Configuration and deployment

  • Broker / backend: CELERY_BROKER_URL and CELERY_RESULT_BACKEND (e.g. redis://redis:6379/0). Same Redis is used for locks via redis_client in tasks.py.
  • Celery app: celery = Celery('tasks', broker=..., backend=...) with timezone='UTC', enable_utc=True, and broker_transport_options={"visibility_timeout": 86400} so long-countdown tasks are not reclaimed by the broker too early.
  • Flask app context: A minimal Flask app is created in tasks.py, bound to the same db and DATABASE_URL, and used only to run tasks inside with flask_app.app_context():.
  • Docker: The celery service runs celery -A tasks.celery worker --loglevel=info --concurrency=1. The beat service runs celery -A tasks.celery beat with a schedule file under /tmp (persisted via volume beat_schedule).
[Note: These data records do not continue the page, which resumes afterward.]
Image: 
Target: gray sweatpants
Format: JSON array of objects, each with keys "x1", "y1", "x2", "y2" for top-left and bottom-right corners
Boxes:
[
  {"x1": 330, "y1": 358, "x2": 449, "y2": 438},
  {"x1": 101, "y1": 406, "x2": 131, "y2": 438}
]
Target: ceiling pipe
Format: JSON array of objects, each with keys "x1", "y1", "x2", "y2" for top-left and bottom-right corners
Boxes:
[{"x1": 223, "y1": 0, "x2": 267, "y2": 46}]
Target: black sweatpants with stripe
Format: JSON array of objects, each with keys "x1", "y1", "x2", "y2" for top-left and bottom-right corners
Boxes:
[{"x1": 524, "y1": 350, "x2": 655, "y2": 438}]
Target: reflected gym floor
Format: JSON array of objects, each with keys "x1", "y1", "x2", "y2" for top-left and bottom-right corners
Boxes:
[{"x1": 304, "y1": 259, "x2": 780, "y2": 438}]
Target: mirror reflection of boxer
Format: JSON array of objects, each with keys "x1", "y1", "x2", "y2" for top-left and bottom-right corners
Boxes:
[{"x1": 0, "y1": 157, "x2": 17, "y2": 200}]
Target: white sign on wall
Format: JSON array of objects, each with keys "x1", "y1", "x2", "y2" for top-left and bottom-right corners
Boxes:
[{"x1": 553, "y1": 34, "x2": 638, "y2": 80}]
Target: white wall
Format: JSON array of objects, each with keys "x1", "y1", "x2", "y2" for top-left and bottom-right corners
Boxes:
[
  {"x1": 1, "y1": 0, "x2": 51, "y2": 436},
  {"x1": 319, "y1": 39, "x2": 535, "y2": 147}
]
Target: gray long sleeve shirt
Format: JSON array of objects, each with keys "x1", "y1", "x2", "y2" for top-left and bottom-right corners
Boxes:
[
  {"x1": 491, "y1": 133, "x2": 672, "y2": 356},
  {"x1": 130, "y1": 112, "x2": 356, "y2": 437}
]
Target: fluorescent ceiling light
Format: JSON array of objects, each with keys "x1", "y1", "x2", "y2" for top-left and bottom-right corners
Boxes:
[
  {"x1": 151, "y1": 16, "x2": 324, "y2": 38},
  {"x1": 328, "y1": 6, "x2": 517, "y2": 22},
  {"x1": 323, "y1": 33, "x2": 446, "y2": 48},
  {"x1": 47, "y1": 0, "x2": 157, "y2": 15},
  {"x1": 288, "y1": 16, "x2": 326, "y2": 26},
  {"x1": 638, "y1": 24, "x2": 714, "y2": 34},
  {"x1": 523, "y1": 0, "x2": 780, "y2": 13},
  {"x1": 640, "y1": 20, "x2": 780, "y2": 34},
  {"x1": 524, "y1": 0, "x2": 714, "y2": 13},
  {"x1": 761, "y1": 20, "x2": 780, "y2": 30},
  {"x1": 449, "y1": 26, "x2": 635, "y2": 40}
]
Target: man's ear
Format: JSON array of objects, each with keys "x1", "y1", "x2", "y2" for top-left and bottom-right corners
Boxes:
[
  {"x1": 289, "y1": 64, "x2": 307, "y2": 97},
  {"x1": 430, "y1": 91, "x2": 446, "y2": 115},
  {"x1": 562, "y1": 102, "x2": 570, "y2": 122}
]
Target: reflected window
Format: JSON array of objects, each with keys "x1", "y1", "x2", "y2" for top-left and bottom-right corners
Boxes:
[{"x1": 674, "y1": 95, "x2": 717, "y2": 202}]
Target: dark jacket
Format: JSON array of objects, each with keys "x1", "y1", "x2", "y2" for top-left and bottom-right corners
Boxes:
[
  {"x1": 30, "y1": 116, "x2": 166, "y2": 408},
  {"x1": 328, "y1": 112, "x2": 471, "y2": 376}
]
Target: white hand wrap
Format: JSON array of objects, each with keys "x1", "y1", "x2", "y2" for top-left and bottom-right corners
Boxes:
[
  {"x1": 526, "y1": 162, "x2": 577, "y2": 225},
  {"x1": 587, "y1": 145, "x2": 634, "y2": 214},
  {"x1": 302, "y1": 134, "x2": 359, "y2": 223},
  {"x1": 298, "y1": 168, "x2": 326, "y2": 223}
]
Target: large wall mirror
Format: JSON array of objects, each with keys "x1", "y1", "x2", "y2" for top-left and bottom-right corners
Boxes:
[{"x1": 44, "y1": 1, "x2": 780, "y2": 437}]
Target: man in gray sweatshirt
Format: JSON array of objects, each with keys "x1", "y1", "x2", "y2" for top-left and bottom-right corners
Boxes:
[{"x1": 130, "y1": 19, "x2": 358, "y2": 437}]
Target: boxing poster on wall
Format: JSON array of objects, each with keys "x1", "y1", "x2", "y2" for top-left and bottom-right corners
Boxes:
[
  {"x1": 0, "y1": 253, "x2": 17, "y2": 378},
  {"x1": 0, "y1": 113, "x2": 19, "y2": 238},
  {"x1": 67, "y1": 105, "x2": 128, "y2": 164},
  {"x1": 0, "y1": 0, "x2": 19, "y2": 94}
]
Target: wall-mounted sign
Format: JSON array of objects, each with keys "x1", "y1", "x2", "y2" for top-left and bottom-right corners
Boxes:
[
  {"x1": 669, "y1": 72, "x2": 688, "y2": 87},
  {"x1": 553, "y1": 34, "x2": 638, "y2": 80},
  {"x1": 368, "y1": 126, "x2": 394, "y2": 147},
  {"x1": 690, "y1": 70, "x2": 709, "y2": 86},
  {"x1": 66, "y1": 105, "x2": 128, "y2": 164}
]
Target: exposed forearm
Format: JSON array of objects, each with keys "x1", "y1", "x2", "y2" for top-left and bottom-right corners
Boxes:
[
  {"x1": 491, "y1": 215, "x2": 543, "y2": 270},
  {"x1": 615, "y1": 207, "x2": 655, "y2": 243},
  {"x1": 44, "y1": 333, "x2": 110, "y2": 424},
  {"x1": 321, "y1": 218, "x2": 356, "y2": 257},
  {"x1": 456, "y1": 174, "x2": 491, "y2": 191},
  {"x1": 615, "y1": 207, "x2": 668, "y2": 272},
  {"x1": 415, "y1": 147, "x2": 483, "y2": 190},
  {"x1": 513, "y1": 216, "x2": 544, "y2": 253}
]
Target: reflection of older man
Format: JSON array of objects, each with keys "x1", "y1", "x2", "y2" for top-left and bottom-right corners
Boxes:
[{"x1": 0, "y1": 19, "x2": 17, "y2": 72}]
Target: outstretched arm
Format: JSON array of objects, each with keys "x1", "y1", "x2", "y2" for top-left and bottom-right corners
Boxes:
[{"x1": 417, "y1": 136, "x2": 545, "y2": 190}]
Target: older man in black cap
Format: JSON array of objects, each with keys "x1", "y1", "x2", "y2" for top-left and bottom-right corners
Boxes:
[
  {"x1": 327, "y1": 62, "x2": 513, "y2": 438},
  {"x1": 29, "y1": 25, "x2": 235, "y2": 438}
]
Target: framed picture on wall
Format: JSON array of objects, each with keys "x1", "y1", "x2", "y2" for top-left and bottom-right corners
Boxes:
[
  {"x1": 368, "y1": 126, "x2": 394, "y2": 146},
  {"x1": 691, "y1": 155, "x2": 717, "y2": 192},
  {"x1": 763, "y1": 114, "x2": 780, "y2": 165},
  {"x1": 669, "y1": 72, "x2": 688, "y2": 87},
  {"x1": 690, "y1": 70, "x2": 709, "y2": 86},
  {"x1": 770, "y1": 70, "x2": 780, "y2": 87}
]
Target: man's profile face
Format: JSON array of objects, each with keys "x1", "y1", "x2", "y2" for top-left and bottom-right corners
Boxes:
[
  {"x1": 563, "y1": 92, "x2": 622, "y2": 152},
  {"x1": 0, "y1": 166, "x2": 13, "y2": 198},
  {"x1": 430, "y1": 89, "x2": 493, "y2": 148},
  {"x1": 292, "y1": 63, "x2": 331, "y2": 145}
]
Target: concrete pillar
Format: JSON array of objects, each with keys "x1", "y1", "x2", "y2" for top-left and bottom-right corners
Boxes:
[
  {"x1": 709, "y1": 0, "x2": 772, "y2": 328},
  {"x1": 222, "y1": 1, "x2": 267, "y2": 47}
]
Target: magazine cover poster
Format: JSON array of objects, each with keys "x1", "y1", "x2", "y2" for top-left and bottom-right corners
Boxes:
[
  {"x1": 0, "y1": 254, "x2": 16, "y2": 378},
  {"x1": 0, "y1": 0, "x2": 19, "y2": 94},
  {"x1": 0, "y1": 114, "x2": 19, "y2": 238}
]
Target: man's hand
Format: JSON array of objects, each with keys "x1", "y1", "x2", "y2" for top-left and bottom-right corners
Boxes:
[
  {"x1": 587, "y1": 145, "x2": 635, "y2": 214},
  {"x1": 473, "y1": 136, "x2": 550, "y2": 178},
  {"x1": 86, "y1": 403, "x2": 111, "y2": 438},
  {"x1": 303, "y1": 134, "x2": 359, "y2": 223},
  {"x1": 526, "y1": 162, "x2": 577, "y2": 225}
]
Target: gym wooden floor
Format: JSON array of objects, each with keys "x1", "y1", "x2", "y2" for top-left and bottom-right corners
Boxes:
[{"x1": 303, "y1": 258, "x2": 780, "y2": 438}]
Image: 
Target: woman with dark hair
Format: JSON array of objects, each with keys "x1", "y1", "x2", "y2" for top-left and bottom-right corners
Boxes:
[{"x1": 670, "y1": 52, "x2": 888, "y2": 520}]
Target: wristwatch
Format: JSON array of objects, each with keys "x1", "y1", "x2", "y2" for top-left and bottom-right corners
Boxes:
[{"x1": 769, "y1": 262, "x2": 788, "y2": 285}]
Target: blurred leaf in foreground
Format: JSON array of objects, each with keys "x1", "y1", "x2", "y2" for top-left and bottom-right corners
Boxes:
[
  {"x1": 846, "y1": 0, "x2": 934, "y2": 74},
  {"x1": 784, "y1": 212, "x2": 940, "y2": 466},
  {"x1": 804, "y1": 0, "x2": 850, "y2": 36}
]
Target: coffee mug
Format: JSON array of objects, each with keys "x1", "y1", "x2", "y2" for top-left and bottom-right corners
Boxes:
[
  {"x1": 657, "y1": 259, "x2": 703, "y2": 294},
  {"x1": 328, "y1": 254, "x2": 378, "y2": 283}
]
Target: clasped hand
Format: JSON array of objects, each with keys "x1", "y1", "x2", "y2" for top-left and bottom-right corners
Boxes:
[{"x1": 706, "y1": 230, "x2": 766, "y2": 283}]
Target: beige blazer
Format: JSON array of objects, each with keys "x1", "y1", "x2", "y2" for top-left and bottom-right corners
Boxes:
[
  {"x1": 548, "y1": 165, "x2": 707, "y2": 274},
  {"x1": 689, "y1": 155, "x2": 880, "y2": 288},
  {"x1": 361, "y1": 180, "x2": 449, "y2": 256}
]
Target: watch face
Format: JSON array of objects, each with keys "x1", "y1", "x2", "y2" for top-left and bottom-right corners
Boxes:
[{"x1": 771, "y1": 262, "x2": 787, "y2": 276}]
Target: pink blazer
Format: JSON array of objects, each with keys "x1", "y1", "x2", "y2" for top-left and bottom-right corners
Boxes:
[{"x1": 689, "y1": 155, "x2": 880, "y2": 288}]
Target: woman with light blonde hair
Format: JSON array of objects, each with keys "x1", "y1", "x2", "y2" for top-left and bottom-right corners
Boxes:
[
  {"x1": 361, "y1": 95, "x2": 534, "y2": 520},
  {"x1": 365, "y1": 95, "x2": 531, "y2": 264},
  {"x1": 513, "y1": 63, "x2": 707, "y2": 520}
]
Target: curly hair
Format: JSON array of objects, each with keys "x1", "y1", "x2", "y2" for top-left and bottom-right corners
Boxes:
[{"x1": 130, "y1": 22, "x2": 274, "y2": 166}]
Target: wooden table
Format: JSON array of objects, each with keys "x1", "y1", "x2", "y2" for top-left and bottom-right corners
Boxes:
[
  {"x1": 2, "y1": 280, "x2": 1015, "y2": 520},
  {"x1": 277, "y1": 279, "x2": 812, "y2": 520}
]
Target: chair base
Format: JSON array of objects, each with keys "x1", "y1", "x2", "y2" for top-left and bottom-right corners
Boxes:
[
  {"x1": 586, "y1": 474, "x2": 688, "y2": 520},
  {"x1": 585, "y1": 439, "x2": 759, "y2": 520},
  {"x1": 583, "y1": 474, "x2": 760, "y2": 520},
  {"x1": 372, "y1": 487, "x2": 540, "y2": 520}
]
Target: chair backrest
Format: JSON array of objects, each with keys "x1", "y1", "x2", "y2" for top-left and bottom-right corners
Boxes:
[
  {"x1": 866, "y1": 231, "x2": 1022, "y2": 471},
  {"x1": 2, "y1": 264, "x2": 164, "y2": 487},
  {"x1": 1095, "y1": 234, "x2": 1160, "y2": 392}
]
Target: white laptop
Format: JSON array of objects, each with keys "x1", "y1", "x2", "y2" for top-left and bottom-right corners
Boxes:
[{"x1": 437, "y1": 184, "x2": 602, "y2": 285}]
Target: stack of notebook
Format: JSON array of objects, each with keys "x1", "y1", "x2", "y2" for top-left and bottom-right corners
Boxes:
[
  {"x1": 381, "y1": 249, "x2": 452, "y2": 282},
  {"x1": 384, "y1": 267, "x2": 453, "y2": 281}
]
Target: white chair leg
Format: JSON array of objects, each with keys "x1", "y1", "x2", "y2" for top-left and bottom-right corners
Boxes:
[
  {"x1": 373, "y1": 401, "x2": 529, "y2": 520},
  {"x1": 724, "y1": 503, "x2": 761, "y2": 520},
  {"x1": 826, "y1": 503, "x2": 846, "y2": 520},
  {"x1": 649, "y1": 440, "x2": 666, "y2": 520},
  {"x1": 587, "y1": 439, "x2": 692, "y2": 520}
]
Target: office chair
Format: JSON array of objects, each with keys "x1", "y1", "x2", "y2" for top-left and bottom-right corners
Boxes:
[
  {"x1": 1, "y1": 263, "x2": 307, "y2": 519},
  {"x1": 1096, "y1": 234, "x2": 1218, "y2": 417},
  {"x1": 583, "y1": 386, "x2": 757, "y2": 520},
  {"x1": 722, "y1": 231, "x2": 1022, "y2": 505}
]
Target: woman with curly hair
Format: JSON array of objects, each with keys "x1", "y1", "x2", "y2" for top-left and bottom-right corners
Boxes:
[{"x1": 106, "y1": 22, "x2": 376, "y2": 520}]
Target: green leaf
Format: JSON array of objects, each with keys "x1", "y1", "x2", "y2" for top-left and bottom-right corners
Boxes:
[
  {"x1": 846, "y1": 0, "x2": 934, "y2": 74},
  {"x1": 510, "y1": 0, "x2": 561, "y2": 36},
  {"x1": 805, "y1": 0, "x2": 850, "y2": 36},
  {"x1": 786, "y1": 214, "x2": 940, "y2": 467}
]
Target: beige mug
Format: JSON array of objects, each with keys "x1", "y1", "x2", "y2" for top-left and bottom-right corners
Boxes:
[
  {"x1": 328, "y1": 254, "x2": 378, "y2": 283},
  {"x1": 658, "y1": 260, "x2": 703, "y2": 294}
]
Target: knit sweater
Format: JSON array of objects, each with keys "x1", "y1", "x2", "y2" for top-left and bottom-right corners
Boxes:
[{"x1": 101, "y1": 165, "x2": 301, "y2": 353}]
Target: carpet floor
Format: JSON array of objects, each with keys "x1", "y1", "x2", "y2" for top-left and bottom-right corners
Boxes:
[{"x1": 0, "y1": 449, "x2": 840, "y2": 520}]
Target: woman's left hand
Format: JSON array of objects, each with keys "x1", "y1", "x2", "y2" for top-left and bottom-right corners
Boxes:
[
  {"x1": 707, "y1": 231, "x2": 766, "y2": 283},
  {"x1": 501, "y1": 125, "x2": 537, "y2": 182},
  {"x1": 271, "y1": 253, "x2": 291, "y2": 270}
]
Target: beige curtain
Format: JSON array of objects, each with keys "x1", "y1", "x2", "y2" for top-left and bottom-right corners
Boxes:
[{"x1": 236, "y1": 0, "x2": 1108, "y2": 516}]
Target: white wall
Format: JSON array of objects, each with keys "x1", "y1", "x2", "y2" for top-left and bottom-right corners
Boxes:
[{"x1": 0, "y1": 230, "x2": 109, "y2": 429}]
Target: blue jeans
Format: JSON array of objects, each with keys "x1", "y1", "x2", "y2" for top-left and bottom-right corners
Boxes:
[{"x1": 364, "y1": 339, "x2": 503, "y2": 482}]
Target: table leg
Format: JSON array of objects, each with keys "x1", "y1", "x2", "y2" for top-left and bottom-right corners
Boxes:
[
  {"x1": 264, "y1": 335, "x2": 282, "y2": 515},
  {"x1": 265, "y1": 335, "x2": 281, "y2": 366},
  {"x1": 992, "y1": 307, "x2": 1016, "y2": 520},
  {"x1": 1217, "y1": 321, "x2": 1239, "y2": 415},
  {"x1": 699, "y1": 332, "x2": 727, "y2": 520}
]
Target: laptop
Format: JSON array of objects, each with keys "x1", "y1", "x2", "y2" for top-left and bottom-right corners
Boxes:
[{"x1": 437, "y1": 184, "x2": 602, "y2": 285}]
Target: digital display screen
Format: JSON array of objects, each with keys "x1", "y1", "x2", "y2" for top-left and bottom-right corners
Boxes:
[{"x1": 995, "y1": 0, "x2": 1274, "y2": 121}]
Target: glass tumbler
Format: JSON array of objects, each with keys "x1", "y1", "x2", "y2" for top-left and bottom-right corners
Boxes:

Both need the same codebase, DATABASE_URL, and Redis URL.

Changelog

03/20/2026
  • Replaced legacy references to plan_todays_broadcasts with jit_planner in manual and test entry points.
  • Confirmed active scheduler configuration already uses tasks.jit_planner in tasks.py (no production scheduling behavior change).
  • Updated the /test-planner debug route in app.py to trigger jit_planner instead of the obsolete planner task name.
  • Updated scheduler test utilities (test_scripts/quick_test.py, test_scripts/test_scheduler_manually.py) to import and call jit_planner.
  • Verified plan_todays_broadcasts is no longer present in active code paths; remaining mentions are historical log artifacts only.
  • Confirmed /test-planner is not referenced elsewhere in code, so it functions as a manual/debug endpoint only.

Summary

  • Beat fires jit_planner every 10 minutes.
  • jit_planner finds timezones whose local time is 6:15–6:30 AM, acquires a Redis lock per timezone/date, and enqueues send_for_timezone(timezone) with a countdown to 6:30 AM local.
  • Workers run send_for_timezone at that time, generate panchangam for each user in the timezone (using their local “today”), and send the WhatsApp template message.
  • Redis is the broker and the store for the per–timezone–date lock so each user gets one panchangam per day at 6:30 AM local.